What Is a Gorilla?

A "gorilla" is the term used to describe a company that dominates its industry but does not necessarily have a complete monopoly. A gorilla firm achieves its dominance through exerting control over the pricing and availability of its products relative to competitors in the industry. This influence on price control forces competitors to resort to alternative tactics to compete, such as through differentiating their offerings or aggressive marketing tactics.

Key Takeaways

  • A gorilla refers to a dominant company in some sector that does not have a monopoly but still enjoys a great deal of influence and pricing power.
  • While not an actual monopoly, because of its size and influence, a gorilla may be considered a de facto monopoly since competitors are sidelined.
  • Even as they are eyed carefully by anti-trust regulators, gorillas are able to attract top talent and obtain capital at favorable rates.

Understanding Gorillas

A gorilla does not need to have an official monopoly within an industry to dominate its competitors; however, its broad dominance in the industry may lead many people to view the situation as a de facto monopoly. The use of the gorilla term is a reference to the fact that an 800-pound gorilla can essentially do whatever it wants.

In business, a gorilla's huge size means that competitors must carefully consider the gorilla's potential reactions to certain business decisions. Many gorillas have a shot at monopolizing the market. However, federal antitrust laws, most notably the Sherman Act, make collusion and monopolistic behavior illegal in the United States. There is, however, still an incentive to compete with a gorilla. After all, an undetected price cut or increase in production will attract customers who are buying from the gorilla and customers who are not buying the product at all. Price adjustments may be subtle, including better credit terms, faster delivery, or other free services.

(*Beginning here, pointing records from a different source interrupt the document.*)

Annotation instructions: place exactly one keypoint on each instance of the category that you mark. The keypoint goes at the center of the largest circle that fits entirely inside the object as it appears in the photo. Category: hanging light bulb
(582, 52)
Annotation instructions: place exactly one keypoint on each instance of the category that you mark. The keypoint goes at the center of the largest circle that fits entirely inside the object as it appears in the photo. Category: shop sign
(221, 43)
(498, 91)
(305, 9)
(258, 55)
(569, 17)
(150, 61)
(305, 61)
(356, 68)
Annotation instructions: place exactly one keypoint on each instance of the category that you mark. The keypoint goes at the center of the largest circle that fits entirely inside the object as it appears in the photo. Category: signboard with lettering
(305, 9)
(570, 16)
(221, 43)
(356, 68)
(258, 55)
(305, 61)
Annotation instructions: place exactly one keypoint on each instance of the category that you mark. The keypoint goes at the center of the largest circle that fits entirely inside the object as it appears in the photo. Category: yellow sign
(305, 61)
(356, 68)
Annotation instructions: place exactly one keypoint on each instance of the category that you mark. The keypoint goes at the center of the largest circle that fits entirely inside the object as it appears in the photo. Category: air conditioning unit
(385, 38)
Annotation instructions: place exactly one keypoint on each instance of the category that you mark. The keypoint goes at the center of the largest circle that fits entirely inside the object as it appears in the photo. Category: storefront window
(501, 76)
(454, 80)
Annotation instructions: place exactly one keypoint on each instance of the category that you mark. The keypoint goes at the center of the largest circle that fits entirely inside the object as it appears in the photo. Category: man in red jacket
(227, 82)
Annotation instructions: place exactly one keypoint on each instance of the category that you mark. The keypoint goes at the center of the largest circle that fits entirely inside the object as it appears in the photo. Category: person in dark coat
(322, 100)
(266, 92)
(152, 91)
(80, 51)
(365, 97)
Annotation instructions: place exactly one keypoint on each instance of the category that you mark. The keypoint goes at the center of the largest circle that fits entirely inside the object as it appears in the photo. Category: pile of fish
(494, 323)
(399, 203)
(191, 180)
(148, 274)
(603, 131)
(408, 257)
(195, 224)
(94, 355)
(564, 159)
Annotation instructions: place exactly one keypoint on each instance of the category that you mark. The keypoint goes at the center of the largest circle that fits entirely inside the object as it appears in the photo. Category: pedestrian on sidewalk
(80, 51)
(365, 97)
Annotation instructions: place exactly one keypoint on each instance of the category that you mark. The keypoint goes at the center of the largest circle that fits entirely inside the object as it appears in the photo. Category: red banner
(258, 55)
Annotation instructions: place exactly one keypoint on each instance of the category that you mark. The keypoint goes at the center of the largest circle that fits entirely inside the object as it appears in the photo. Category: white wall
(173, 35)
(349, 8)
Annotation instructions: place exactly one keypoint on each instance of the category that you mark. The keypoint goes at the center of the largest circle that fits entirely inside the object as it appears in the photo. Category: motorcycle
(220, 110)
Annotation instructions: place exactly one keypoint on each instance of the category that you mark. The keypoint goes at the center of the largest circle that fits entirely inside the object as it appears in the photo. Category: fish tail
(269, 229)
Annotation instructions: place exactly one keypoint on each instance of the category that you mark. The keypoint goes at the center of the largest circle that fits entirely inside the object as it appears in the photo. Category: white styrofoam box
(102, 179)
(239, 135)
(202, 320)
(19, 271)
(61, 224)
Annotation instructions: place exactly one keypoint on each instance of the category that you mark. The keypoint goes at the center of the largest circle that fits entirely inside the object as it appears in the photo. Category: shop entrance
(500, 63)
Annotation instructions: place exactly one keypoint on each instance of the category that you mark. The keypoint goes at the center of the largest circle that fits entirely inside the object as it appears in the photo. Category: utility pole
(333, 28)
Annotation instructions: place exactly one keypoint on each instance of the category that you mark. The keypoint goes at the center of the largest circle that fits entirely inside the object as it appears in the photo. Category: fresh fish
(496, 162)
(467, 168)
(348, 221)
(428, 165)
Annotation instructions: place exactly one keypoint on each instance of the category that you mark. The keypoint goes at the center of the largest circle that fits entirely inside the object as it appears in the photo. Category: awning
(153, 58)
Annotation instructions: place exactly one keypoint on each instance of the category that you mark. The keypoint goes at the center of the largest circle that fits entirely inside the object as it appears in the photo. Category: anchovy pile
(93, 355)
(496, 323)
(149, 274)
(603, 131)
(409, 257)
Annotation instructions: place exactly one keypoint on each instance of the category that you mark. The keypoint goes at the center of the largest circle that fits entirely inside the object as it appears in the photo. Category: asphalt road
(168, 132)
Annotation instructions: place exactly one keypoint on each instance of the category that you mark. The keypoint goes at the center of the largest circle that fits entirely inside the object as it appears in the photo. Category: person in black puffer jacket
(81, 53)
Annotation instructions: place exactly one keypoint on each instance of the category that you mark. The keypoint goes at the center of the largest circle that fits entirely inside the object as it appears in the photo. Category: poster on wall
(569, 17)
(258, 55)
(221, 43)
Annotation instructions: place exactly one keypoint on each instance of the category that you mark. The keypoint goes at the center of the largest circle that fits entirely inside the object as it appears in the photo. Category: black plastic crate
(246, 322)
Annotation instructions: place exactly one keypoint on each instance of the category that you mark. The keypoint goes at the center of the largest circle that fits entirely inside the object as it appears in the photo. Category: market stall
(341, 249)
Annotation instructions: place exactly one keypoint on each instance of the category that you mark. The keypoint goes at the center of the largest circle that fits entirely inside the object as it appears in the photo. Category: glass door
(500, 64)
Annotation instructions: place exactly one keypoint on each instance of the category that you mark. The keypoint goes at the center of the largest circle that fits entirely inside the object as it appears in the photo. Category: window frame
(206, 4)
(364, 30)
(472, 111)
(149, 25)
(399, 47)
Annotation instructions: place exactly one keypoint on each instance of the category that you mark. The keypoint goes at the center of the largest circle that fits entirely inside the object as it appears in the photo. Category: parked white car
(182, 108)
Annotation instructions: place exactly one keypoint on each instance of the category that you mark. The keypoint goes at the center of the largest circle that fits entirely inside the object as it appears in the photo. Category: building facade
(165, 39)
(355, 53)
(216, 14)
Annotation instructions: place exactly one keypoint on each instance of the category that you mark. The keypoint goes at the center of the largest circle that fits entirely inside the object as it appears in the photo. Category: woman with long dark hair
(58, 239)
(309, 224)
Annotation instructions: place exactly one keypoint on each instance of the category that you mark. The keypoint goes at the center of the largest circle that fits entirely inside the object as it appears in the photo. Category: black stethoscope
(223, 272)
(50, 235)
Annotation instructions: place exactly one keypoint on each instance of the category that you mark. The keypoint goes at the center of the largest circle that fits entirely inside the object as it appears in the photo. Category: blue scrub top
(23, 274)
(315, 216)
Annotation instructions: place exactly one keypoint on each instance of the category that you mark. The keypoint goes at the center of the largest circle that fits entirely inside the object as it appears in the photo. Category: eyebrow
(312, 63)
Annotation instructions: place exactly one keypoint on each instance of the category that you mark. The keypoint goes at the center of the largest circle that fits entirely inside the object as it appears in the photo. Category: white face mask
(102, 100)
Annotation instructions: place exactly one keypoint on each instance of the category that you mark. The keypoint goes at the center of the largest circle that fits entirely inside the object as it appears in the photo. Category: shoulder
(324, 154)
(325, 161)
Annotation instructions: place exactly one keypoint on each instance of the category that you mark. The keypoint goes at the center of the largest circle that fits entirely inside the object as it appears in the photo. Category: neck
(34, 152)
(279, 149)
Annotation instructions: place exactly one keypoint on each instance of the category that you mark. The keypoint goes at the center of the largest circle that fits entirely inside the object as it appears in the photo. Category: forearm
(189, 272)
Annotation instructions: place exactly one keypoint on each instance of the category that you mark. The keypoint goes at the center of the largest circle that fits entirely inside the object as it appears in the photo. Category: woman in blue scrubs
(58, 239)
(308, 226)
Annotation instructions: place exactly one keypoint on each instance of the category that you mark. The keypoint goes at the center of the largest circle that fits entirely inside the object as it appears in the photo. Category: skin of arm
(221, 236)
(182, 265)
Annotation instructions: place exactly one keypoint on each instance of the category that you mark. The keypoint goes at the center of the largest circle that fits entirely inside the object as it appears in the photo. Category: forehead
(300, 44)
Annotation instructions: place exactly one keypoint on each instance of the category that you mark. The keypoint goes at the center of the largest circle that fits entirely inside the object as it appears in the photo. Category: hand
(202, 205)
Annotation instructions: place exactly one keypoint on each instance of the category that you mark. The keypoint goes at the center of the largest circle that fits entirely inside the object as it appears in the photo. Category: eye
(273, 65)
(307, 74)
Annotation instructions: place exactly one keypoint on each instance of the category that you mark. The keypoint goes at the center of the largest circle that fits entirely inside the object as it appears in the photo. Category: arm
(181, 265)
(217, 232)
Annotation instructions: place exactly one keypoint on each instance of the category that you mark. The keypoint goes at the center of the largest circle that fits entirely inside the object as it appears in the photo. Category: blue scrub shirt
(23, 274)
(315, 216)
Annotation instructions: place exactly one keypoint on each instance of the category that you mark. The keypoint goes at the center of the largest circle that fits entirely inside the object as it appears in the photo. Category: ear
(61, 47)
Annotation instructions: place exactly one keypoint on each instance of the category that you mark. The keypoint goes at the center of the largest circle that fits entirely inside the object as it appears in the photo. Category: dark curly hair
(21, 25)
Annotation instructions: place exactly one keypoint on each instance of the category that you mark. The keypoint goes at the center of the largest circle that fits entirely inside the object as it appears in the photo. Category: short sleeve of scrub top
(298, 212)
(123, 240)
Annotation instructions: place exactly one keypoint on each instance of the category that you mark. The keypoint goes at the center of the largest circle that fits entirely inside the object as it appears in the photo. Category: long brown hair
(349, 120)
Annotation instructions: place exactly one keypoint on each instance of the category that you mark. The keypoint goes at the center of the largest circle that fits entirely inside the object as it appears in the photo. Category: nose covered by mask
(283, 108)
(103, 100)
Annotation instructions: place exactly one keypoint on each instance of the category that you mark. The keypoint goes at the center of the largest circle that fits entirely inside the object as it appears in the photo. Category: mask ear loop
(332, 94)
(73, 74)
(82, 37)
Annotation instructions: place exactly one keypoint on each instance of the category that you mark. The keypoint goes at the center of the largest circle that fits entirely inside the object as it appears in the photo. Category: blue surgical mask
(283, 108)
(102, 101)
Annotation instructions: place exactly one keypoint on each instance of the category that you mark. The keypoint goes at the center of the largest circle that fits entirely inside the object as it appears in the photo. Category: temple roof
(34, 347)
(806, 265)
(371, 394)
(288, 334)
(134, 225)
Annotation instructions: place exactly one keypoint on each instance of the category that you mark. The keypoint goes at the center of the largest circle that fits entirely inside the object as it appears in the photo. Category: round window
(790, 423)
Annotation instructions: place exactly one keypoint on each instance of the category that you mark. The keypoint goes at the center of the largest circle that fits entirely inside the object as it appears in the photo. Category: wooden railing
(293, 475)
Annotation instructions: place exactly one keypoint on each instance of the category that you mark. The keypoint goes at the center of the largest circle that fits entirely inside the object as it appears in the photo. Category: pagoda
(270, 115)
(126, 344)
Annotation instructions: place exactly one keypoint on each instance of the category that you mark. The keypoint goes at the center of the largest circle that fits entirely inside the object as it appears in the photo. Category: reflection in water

Gorillas are most effective when demand for the gorilla's product is not particularly price sensitive. This is why gorillas are more effective in the short term. Over the long term, prices often become elastic as consumers find cheaper substitutes for the product.

Benefits Accrue to Gorillas

Being a gorilla carries with it many benefits. For starters, the gorilla earns much higher margins, which enables them to reinvest in their business at a more rapid rate, further separating themselves from their competitors. Their dominant position provides a larger marketing platform, which allows the leader to better set the agenda for what customers should expect from their suppliers. Corporate partners prefer to work with gorillas, which can provide enormous endorsement and distribution benefits. Gorillas are typically able to attract the best job candidates, due to their size and prestige. They are also able to raise money more easily and cheaply than their competitors.

Example of a Gorilla

A modern example of a gorilla is the dominant position Microsoft enjoyed in the 1990s in the computer operating systems market. The competitive companies in this market segment were very small, had tiny market shares, and generally avoided facing Microsoft head on. Microsoft was able to drastically outspend these smaller companies on innovation and marketing, and it used that power to squeeze these tiny competitors on price and distribution.